Actually, most fonts including Arial and Verdana and, yes, even Comic Sans, do have ligatures for fi and fl, but these don’t work very easily on a web page, you have to use Unicode characters FB01 and FB02 respectively and then only with certain fonts, see http://en.wikipedia.org/wiki/Template:Unicode, and for an example of it happening http://en.wikipedia.org/wiki/Typographical_ligature.
You will notice that I have used drop caps on some of the paragraphs on this page. Drop caps have the effect of breaking up the monotony of the text and in that way add to readability. This applies less to Microsoft’s Internet Explorer than to the better browsers (Firefox, Google Chrome, Safari, etc) where the drop caps format correctly. On IE they don’t; IE is not kind to those who want to lay out their page for readability (it’s considered by designers and programmers to be rubbish in other ways too, of course, drop caps is just one of them).

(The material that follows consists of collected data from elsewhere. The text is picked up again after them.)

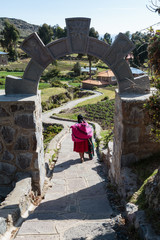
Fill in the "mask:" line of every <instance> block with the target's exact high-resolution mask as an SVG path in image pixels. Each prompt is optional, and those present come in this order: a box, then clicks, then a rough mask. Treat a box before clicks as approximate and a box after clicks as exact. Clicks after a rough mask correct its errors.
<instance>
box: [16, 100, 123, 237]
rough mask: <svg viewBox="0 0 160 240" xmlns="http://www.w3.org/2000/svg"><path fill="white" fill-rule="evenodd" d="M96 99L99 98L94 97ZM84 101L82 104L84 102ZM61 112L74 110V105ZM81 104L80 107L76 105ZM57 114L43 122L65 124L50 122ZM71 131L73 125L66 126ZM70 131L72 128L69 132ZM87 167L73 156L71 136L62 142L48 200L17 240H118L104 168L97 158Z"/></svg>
mask: <svg viewBox="0 0 160 240" xmlns="http://www.w3.org/2000/svg"><path fill="white" fill-rule="evenodd" d="M94 97H95V96H94ZM81 101H82V100H81ZM69 104H71V105H72V106H70V105H65V106H62V107H60V109H59V110H58V111H60V110H61V109H64V107H65V108H67V107H73V104H75V102H74V103H73V102H72V103H69ZM76 104H77V103H76ZM55 111H56V112H57V109H56V110H54V111H50V112H47V113H46V114H43V122H49V123H54V122H58V123H62V122H61V121H58V120H54V119H51V118H49V116H50V115H51V114H52V113H53V112H55ZM64 124H65V126H66V125H67V126H68V127H70V126H71V125H72V124H74V123H71V122H64ZM68 129H69V128H68ZM85 157H86V159H85V162H84V163H81V162H80V159H79V155H78V154H77V153H76V152H73V142H72V140H71V133H70V132H68V133H67V134H66V135H65V137H64V138H63V141H62V142H61V149H60V151H59V155H58V160H57V163H56V165H55V168H54V172H53V177H52V179H51V187H50V188H49V189H48V191H47V193H46V194H45V198H44V200H42V202H41V203H40V205H39V206H38V207H37V208H36V209H35V210H34V212H33V213H32V214H31V215H30V216H29V217H28V218H27V219H26V220H25V221H24V222H23V224H22V226H21V227H20V229H19V231H18V233H17V235H16V237H15V240H33V239H34V240H114V239H115V240H116V239H118V238H117V234H116V232H115V231H114V229H113V228H114V227H115V219H116V217H115V218H112V217H113V216H116V213H115V212H114V211H113V210H112V208H111V205H110V203H109V201H108V197H107V191H106V186H107V183H106V179H105V174H104V173H103V167H102V165H101V164H100V163H99V162H98V158H97V155H96V153H95V156H94V158H93V160H89V159H88V155H87V154H86V155H85ZM125 239H127V238H125Z"/></svg>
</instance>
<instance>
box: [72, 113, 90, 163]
mask: <svg viewBox="0 0 160 240" xmlns="http://www.w3.org/2000/svg"><path fill="white" fill-rule="evenodd" d="M71 128H72V140H73V141H74V149H73V150H74V151H75V152H78V153H79V155H80V158H81V162H84V152H88V139H89V138H91V137H92V135H93V132H92V129H91V127H90V126H89V124H88V123H87V122H85V120H84V118H83V116H82V115H81V114H79V115H78V123H76V124H74V125H73V126H71Z"/></svg>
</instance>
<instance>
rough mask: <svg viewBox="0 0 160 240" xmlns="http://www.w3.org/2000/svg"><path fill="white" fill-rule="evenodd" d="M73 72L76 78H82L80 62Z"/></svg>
mask: <svg viewBox="0 0 160 240" xmlns="http://www.w3.org/2000/svg"><path fill="white" fill-rule="evenodd" d="M73 71H74V74H75V76H80V75H81V65H80V63H79V62H77V63H76V64H75V65H74V67H73Z"/></svg>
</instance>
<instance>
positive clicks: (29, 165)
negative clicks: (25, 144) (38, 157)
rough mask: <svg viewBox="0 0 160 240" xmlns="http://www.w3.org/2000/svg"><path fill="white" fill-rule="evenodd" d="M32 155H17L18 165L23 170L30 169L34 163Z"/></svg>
mask: <svg viewBox="0 0 160 240" xmlns="http://www.w3.org/2000/svg"><path fill="white" fill-rule="evenodd" d="M32 156H33V154H32V153H20V154H18V155H17V158H16V163H17V166H18V167H19V168H21V169H26V168H29V167H30V164H31V161H32Z"/></svg>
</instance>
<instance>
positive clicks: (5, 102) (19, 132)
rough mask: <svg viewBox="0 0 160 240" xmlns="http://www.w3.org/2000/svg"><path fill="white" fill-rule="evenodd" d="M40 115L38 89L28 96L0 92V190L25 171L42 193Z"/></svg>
mask: <svg viewBox="0 0 160 240" xmlns="http://www.w3.org/2000/svg"><path fill="white" fill-rule="evenodd" d="M41 115H42V110H41V98H40V92H38V94H37V95H32V96H31V95H5V94H4V91H2V90H1V91H0V133H1V134H0V179H1V180H0V192H1V190H3V189H7V188H9V187H10V186H11V185H12V183H13V182H14V181H15V178H16V176H17V175H18V174H19V173H26V172H27V173H30V174H31V177H32V186H33V189H34V190H37V191H38V192H39V193H41V191H42V188H43V184H44V178H45V166H44V151H43V137H42V116H41ZM9 189H10V188H9ZM9 189H8V191H9Z"/></svg>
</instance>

On the issue of whether text as graphics will be found by search engines (see comments relating to text as graphics above), of course it won’t as such, but it could be by naming the images as something you want to be found, and by use of the alt tags. For example, you may be able to find this page by typing this text, shoodle gifbum is actually an image into a search engine’s (for example Google’s) search box. That text doesn’t appear on this page except within a graphic, and within that graphic’s name and its alt tags, yet it seems to be found OK, certainly by Google.